« Il était temps, disait-on. Personne n’eût survécu. » David avait dit : « Vingt à peine resteront sur la Montagne. » Vadier trouvait que c’était trop. Il ne trouvait que quatre hommes qui fussent encore dignes de vivre.
Quel fut l’effet immédiat de ce changement subit ? Robert Lindet le dit très bien dans son rapport du 20 septembre :
« Chacun se concentre dans sa famille, et calcule ses ressources. » Fort peu de passions politiques dans la grande majorité ; le royalisme est très timide d’abord ; le jacobinisme malade, menaçant à force de peur. Ces deux minorités minimes tirent une force relative de l’inertie générale des masses.
Un peu de société se refit. On se remit à dîner en ville, chez les plus proches parents : maigre dîner, de bouilli, de quelque poulet étique. Il n’y avait guère à la halle. La moisson n’était pas rentrée. Le pain n’était pas abondant. Chaque convive (me dit mon père) avait la discrétion d’arriver la poche garnie de son petit morceau de pain. On jasait, mais la parole n’était pas revenue encore tout à fait. D’août en novembre, quelque chose restait d’inquiet ; les femmes tremblaient toujours, ne pouvaient se rassurer. Paris reprenait la vie, mais plus lentement qu’on n’a dit. Comme, depuis quinze mois au moins, on n’avait rien acheté (rien, ce qui s’appelle rien), bien des choses étaient usées. Le commerce allait reprendre forcément. La difficulté, c’est qu’on n’avait pas le sou. Les dames se raccommodaient, et pour laver la robe unique, il fallait rester en chemise.

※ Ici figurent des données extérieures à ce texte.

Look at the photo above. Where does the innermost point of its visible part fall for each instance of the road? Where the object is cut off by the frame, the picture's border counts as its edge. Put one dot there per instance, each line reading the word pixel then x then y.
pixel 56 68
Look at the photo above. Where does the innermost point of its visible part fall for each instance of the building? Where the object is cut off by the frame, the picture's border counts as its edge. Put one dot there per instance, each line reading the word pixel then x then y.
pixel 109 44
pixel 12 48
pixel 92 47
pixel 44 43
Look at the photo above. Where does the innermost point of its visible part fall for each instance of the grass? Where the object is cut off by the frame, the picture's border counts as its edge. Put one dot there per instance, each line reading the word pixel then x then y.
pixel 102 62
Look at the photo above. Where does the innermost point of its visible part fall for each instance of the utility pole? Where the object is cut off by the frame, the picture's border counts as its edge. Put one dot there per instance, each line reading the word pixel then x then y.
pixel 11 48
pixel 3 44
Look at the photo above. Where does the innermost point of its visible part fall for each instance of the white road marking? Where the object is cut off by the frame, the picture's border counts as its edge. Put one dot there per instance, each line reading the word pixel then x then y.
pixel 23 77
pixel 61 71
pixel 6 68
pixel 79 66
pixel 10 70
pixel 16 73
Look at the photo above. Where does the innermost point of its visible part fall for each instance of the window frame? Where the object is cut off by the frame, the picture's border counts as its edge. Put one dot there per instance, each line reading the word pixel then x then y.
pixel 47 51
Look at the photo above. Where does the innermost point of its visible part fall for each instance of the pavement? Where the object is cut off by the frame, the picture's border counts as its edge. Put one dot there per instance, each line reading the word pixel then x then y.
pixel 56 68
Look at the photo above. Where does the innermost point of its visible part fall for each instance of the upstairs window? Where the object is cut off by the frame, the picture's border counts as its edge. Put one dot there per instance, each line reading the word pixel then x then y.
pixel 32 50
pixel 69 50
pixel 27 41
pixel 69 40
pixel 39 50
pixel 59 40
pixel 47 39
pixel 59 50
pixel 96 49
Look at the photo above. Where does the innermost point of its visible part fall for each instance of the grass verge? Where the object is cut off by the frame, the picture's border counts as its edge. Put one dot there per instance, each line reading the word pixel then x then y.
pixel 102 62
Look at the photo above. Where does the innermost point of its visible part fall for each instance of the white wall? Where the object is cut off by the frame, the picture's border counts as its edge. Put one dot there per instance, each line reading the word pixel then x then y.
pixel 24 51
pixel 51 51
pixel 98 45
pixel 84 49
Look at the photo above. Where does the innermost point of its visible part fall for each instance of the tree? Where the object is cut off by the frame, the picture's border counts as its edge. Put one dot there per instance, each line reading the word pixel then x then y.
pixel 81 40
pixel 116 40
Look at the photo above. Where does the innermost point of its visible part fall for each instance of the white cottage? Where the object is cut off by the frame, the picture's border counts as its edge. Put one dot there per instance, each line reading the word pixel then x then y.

Ce réveil de Paris, sortant comme de sa fosse profonde, semble une vraie exhumation, faible, lente, à petit bruit, quand on a gardé (comme moi) dans l’oreille, le bruit des grandes journées, 92, 93, le tonnerre de la voix du peuple.
L’année 94 est terrible de silence jusqu’au 9 thermidor. On entend voler une mouche. Quand les voix se réveillent, quand les paroles gelées au vent de la Terreur dégèlent brusquement, retentissent, cette Assemblée, si nerveuse, tressaille… Ce bruit inusité, cette réclamation de droits, ces demandes d’élections, tout lui paraît insupportable. Au lendemain de la tyrannie, elle ne redemande pas sans doute la tyrannie, mais elle arme ses comités du même arbitraire.
« Quoi ! dit Babeuf (no 2), déjà un procès de presse au bout d’un mois ! La liberté naît à peine, n’est qu’un embryon… » C’est que 94 ne peut plus, ne veut plus entendre la voix de 92, la voix de 93. L’ombre du vrai peuple fait peur.
Babeuf demeurait au centre de la rue Saint-Honoré, section de Muséum. Cette section, sous son influence, décida (30 thermidor), qu’elle se porterait à la Convention, et y ferait le serment « de ne plus reconnaître que les Droits de l’homme », c’est-à-dire comme l’expliqua l’arrêté de la section, que rien n’empêcherait le peuple, autorité constituante, de s’assembler et d’élire ; que Paris ne pouvait rester sans magistrats élus par lui ; que le 9 thermidor devait faire trembler ceux qui proposeraient des lois sanguinaires, ceux qui usurperaient le droit d’élection ; que si, dans la Convention, il y avait des gens qui méconnussent ces principes, on l’aiderait à les terrasser.
Cette adresse menaçante de la rue Saint-Honoré fut reprise par le grand club, mêlée des 48 sections, et qui (dit Babeuf) exprimait au nom de Paris le sentiment de Lyon, de Nantes et de toutes les villes. Le club fit sa pétition, mais on retarda ce coup, et la pétition ne fut présentée à l’Assemblée que huit jours après, lorsque les thermidoriens affermis purent mettre durement à la porte les amis de Babeuf et la pétition de Paris.